We report a 28-year-old Pakistani female with progressive back pain, lower limb weakness, sensory deficits, bladder and bowel incontinence, and multiple tender swellings, consistent with cauda equina syndrome. Neurological examination revealed right-sided lower limb weakness. MRI of the brain showed no vestibular schwannomas, while spinal MRI identified a heterogeneously enhancing schwannoma from D11 to L5 with cystic extension into the neural foramina, proximal central canal dilation, and spinal cord compression. Multiple additional schwannomas were detected. Right thigh mass biopsy confirmed schwannoma, showing Antoni A and B regions, Verocay bodies, and S-100 positivity. Genetic testing was not performed due to financial constraints.
The patient underwent partial spinal schwannoma resection, leading to spinal decompression and resolution of cauda equina syndrome symptoms. Symptomatic cutaneous schwannomas were excised. Neuropathic pain was managed with pregabalin and NSAIDs. At 6-month follow-up, she showed improved lower limb strength, resolution of incontinence, and no significant tumor regrowth.
This case highlights schwannomatosis presenting with cauda equina syndrome, emphasizing the importance of early recognition, spinal decompression, and differentiation from NF2 for optimal management.

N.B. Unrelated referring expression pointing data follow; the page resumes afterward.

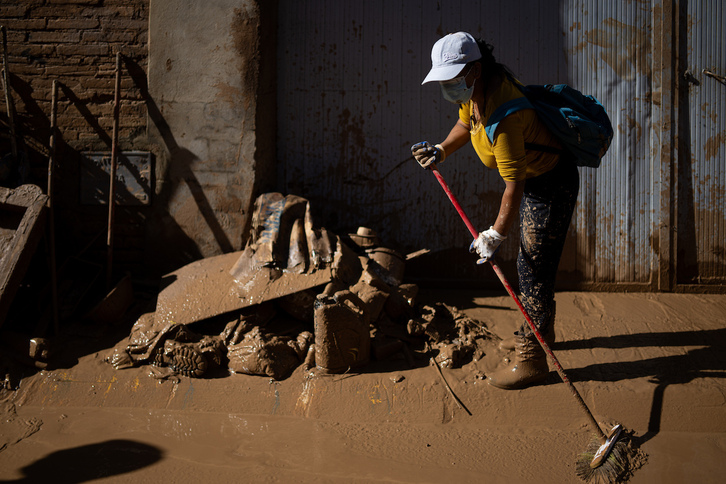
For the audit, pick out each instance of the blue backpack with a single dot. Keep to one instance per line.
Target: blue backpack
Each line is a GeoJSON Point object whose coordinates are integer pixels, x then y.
{"type": "Point", "coordinates": [578, 121]}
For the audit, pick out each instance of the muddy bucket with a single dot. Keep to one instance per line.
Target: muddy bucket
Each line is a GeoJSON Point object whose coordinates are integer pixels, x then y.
{"type": "Point", "coordinates": [342, 333]}
{"type": "Point", "coordinates": [391, 261]}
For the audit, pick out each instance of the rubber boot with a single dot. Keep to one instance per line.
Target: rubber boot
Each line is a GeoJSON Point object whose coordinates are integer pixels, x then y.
{"type": "Point", "coordinates": [529, 365]}
{"type": "Point", "coordinates": [508, 343]}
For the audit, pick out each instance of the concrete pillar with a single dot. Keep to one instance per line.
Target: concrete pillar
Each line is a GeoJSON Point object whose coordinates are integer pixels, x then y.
{"type": "Point", "coordinates": [212, 120]}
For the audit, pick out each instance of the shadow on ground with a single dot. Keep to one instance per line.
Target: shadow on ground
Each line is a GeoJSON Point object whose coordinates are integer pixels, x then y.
{"type": "Point", "coordinates": [90, 462]}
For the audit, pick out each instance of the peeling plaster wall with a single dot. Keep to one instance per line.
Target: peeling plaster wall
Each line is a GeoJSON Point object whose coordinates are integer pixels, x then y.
{"type": "Point", "coordinates": [204, 78]}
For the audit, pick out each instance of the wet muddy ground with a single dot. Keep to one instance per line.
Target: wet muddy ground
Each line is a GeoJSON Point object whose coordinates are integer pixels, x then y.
{"type": "Point", "coordinates": [653, 362]}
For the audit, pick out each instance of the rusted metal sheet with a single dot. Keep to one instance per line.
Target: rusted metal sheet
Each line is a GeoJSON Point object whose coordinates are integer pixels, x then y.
{"type": "Point", "coordinates": [133, 177]}
{"type": "Point", "coordinates": [702, 161]}
{"type": "Point", "coordinates": [22, 218]}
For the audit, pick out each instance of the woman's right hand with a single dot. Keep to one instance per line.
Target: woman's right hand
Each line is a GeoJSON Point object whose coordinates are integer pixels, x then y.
{"type": "Point", "coordinates": [425, 153]}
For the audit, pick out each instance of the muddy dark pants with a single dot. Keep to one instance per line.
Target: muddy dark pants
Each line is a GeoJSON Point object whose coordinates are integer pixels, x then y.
{"type": "Point", "coordinates": [547, 206]}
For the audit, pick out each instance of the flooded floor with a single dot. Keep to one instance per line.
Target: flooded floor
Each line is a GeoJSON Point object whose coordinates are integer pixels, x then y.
{"type": "Point", "coordinates": [653, 362]}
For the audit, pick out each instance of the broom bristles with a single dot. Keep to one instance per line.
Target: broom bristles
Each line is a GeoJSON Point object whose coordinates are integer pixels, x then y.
{"type": "Point", "coordinates": [619, 465]}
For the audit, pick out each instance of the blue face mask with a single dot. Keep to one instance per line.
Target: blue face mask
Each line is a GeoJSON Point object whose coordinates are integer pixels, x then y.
{"type": "Point", "coordinates": [455, 90]}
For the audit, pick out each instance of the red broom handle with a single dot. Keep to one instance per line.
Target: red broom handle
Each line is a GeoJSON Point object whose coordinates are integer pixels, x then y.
{"type": "Point", "coordinates": [532, 326]}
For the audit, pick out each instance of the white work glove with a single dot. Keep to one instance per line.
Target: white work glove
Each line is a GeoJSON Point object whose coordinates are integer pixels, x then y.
{"type": "Point", "coordinates": [486, 244]}
{"type": "Point", "coordinates": [425, 153]}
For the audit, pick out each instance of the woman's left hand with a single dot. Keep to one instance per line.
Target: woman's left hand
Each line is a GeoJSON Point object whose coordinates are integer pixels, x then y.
{"type": "Point", "coordinates": [486, 244]}
{"type": "Point", "coordinates": [425, 153]}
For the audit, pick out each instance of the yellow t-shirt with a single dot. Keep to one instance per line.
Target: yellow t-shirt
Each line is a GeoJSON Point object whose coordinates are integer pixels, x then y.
{"type": "Point", "coordinates": [507, 152]}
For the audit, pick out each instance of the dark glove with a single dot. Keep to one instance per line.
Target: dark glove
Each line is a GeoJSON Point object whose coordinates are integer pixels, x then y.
{"type": "Point", "coordinates": [426, 154]}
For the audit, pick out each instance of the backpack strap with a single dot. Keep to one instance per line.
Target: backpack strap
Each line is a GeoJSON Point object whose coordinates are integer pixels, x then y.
{"type": "Point", "coordinates": [511, 107]}
{"type": "Point", "coordinates": [502, 112]}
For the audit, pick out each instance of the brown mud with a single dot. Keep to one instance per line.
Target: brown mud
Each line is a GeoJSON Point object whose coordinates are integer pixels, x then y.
{"type": "Point", "coordinates": [653, 362]}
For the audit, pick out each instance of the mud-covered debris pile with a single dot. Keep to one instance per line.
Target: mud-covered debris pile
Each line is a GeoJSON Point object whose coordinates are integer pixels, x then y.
{"type": "Point", "coordinates": [296, 294]}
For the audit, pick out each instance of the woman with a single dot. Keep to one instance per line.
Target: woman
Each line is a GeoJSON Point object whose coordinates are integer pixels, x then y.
{"type": "Point", "coordinates": [540, 185]}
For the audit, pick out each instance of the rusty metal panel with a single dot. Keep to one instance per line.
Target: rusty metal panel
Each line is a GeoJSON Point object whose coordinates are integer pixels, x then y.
{"type": "Point", "coordinates": [702, 161]}
{"type": "Point", "coordinates": [350, 105]}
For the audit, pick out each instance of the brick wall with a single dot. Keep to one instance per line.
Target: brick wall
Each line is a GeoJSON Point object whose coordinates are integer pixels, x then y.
{"type": "Point", "coordinates": [75, 42]}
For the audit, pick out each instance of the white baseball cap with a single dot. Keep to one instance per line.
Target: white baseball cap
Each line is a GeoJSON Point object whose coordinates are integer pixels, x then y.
{"type": "Point", "coordinates": [449, 56]}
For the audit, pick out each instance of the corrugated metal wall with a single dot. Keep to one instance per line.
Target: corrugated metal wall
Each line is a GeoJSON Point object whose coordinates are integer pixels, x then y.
{"type": "Point", "coordinates": [350, 105]}
{"type": "Point", "coordinates": [702, 161]}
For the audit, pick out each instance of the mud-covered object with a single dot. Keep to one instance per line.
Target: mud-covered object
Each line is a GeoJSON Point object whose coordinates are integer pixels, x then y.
{"type": "Point", "coordinates": [284, 237]}
{"type": "Point", "coordinates": [268, 355]}
{"type": "Point", "coordinates": [175, 346]}
{"type": "Point", "coordinates": [456, 338]}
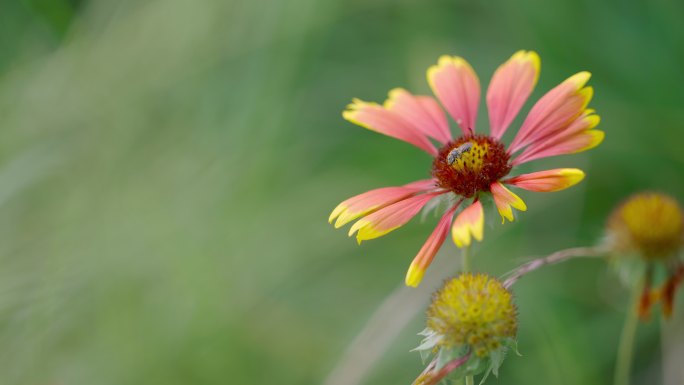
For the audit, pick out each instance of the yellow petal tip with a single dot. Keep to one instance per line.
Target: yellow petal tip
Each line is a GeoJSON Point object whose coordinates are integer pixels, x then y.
{"type": "Point", "coordinates": [414, 276]}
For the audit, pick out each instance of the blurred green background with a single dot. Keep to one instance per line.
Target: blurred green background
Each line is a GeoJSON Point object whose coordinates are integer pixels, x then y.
{"type": "Point", "coordinates": [167, 168]}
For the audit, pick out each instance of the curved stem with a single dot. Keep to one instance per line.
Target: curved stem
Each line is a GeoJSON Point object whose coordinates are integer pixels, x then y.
{"type": "Point", "coordinates": [556, 257]}
{"type": "Point", "coordinates": [623, 366]}
{"type": "Point", "coordinates": [470, 380]}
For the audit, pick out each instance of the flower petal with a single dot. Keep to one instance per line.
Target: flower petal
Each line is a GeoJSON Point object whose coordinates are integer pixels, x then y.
{"type": "Point", "coordinates": [456, 85]}
{"type": "Point", "coordinates": [373, 200]}
{"type": "Point", "coordinates": [504, 200]}
{"type": "Point", "coordinates": [510, 87]}
{"type": "Point", "coordinates": [374, 117]}
{"type": "Point", "coordinates": [469, 222]}
{"type": "Point", "coordinates": [549, 180]}
{"type": "Point", "coordinates": [422, 112]}
{"type": "Point", "coordinates": [582, 141]}
{"type": "Point", "coordinates": [554, 111]}
{"type": "Point", "coordinates": [577, 137]}
{"type": "Point", "coordinates": [424, 257]}
{"type": "Point", "coordinates": [390, 217]}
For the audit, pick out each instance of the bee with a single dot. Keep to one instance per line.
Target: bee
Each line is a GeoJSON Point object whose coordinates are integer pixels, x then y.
{"type": "Point", "coordinates": [457, 152]}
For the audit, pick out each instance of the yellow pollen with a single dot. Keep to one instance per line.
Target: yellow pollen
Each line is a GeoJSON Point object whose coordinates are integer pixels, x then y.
{"type": "Point", "coordinates": [474, 309]}
{"type": "Point", "coordinates": [471, 158]}
{"type": "Point", "coordinates": [651, 224]}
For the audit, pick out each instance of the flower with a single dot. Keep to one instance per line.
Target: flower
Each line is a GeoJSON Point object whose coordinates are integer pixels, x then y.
{"type": "Point", "coordinates": [473, 165]}
{"type": "Point", "coordinates": [471, 315]}
{"type": "Point", "coordinates": [650, 225]}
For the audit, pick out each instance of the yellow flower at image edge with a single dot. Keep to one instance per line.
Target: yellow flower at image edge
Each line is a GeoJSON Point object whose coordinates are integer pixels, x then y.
{"type": "Point", "coordinates": [473, 310]}
{"type": "Point", "coordinates": [471, 317]}
{"type": "Point", "coordinates": [650, 225]}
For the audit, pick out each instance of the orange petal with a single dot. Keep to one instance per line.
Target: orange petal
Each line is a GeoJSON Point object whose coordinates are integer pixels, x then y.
{"type": "Point", "coordinates": [373, 200]}
{"type": "Point", "coordinates": [423, 112]}
{"type": "Point", "coordinates": [554, 111]}
{"type": "Point", "coordinates": [510, 87]}
{"type": "Point", "coordinates": [376, 118]}
{"type": "Point", "coordinates": [469, 222]}
{"type": "Point", "coordinates": [389, 218]}
{"type": "Point", "coordinates": [424, 257]}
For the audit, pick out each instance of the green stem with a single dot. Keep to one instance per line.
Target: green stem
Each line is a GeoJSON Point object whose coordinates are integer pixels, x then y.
{"type": "Point", "coordinates": [623, 367]}
{"type": "Point", "coordinates": [470, 380]}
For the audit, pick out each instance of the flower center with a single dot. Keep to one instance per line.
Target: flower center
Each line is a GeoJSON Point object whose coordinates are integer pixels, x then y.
{"type": "Point", "coordinates": [470, 164]}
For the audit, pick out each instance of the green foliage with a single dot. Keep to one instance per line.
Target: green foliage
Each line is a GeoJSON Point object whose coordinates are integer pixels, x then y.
{"type": "Point", "coordinates": [167, 168]}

施万细胞瘤病是一种罕见疾病,其特征为多发施万细胞瘤,无前庭神经鞘瘤或神经纤维瘤病2型(NF2)的其他特征。它通常表现为神经性疼痛、神经功能缺损和软组织肿瘤,但很少导致马尾综合征,这是一种需要紧急干预的严重病症。
我们报告一名28岁的巴基斯坦女性,患有进行性背痛、下肢无力、感觉缺损、膀胱和肠道失禁以及多个压痛性肿块,符合马尾综合征。神经系统检查发现右侧下肢无力。脑部MRI显示无前庭神经鞘瘤,而脊柱MRI发现从D11至L5有一个不均匀强化的施万细胞瘤,囊肿延伸至神经孔,近端中央管扩张,脊髓受压。还检测到多个其他施万细胞瘤。右大腿肿块活检证实为施万细胞瘤,显示出Antoni A和B区、Verocay小体以及S - 100阳性。由于经济限制未进行基因检测。
患者接受了部分脊柱施万细胞瘤切除术,实现了脊髓减压并缓解了马尾综合征症状。切除了有症状的皮肤施万细胞瘤。使用普瑞巴林和非甾体抗炎药治疗神经性疼痛。在6个月的随访中,她的下肢力量有所改善,失禁症状缓解,且无明显肿瘤复发。
本病例突出了以马尾综合征为表现的施万细胞瘤病,强调了早期识别、脊髓减压以及与NF2鉴别以进行最佳管理的重要性。